Consequences of this operation can only be caused by disturbances at the anastomoses. However, since this technique is still relatively new, there are no large long-term studies available here.
In this operation, the entire pancreas is removed. Concomitantly, the spleen, 2/3 of the stomach, the duodenum, and the gallbladder are resected. Technically, this procedure is rather easier to perform than the classic Whipple due to the omission of the anastomosis with the pancreas. Again, the reduced stomach must be connected to the small intestine. However, the subsequent problems for the patient are considerable. Therefore, this operation is used only as a last resort, when there is no possibility of still preserving pancreatic tissue. In any case, a new connection must be made between the bile duct and an eliminated loop of the small intestine. There are now a number of variations on this operation as well, and attempts are made to preserve the stomach or the spleen or both.
The main problem with this surgery is the metabolic management of these patients. Diabetes is difficult to treat: It completely lacks its counterpart, glucagon, in addition to insulin.
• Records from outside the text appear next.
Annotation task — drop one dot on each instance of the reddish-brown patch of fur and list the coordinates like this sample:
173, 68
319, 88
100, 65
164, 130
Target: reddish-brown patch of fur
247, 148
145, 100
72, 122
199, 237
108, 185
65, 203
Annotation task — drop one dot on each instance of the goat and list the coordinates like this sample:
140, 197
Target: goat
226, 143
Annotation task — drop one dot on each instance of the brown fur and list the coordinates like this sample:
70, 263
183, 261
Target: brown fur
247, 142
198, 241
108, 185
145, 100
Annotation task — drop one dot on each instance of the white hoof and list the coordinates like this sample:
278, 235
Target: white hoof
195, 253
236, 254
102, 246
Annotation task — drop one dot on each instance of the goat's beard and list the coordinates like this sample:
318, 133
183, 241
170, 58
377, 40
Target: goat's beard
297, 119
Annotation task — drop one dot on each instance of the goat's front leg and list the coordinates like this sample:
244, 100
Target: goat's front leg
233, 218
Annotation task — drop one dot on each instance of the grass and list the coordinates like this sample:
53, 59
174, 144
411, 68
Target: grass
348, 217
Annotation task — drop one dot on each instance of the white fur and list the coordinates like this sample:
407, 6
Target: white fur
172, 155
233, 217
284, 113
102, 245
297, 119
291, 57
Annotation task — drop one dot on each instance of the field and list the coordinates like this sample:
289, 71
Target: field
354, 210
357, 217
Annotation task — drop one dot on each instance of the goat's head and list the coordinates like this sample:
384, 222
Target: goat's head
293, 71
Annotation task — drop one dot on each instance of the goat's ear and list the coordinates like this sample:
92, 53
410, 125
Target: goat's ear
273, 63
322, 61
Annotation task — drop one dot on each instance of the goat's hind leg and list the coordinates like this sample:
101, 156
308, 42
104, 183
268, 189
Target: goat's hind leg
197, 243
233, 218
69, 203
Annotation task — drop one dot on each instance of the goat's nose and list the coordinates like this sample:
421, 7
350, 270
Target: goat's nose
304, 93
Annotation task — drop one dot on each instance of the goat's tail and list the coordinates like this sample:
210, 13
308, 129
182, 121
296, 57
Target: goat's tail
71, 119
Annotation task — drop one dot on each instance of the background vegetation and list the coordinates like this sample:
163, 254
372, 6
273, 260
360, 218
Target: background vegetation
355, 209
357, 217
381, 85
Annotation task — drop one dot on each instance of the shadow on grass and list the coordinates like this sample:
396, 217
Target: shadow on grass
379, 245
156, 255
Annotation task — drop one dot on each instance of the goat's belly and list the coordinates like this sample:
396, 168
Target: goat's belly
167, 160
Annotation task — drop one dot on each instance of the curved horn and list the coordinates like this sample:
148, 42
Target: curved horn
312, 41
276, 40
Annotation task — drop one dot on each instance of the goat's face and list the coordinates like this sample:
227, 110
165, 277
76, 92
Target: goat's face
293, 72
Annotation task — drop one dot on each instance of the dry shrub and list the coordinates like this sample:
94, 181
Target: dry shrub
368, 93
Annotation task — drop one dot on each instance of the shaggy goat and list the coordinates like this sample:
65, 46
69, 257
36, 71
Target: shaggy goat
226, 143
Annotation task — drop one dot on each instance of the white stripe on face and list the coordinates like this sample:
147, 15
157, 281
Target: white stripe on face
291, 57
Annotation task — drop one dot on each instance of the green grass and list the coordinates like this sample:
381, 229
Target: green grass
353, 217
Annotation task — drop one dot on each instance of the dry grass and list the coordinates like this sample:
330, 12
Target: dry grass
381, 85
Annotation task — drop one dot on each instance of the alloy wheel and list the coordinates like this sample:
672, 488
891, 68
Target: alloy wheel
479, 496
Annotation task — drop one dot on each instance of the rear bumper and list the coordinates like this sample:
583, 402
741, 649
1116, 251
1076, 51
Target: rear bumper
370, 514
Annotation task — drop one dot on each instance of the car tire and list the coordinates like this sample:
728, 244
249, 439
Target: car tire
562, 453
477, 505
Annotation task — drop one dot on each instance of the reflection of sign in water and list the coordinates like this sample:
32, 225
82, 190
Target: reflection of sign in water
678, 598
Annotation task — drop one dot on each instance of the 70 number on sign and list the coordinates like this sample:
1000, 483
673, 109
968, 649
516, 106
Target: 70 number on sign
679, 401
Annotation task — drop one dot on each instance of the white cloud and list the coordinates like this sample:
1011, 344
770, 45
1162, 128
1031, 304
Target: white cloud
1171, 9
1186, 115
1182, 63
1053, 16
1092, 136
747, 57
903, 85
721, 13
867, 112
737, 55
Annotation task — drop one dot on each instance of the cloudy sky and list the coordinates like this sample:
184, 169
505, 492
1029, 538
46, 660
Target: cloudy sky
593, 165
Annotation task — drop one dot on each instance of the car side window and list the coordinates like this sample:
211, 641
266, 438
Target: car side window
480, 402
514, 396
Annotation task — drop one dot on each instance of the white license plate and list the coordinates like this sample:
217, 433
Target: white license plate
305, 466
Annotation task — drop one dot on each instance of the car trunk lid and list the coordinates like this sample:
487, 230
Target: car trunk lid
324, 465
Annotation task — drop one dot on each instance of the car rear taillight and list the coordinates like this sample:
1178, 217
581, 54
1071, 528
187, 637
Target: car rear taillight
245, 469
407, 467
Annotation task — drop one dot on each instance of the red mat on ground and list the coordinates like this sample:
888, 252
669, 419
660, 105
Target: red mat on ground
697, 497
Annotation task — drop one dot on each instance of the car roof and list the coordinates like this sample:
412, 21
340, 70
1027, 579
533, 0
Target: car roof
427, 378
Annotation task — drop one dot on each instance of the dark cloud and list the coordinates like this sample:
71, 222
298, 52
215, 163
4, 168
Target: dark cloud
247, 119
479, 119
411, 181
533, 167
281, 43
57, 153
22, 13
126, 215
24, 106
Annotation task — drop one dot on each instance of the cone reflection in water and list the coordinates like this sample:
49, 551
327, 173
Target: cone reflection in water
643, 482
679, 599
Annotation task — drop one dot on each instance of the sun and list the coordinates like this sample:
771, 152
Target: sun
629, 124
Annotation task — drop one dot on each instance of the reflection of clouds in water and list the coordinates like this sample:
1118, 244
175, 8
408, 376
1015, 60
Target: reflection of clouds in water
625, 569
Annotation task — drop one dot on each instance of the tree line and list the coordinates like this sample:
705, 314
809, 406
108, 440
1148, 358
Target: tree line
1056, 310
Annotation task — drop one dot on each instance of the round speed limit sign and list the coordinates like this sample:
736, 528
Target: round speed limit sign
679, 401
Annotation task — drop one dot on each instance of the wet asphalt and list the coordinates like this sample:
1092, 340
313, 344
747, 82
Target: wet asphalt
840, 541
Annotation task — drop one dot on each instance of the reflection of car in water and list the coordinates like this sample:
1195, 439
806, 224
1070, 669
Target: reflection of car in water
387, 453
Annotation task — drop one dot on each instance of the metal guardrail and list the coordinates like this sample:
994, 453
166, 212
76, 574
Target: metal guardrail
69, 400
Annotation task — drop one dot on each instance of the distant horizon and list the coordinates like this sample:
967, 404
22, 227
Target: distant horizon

This means that there is a very high risk of hypoglycemia (low blood sugar). The complications mentioned in Whipple's can also occur due to gastric surgery, but they are more serious because diabetes requires regular food intake so that the injected insulin does not cause hypoglycemia. Resorption disorders, and vitamin deficiencies due to unsafe absorption of food are added. The removal of the spleen means a reduction in the body's defense against infections and often an increase in the number of thrombocytes (blood platelets) and thus an additional increase in the risk of thrombosis, which is increased in tumor patients anyway.
If a small tumor is found in the pancreatic corpus, it can occasionally be removed in an organ-sparing manner.
This means the pancreatic head with the duodenum and the pancreatic tail with the spleen can be preserved. The difficulty of this operation is again the connection between the remaining pancreas parts and the intestine. Either the pancreatic head is closed at its end and the pancreas then drains normally into the duodenum, or a loop of small intestine is sewn onto the pancreatic duct and pancreatic tissue here. This loop must then also drain the secretion from the remaining pancreatic tail.
The consequences of this operation are rarely caused by the lack of pancreatic enzyme or insulin. Rather, problems may occur here due to the difficult surgical procedures. Therefore, this procedure should be performed only in special centers.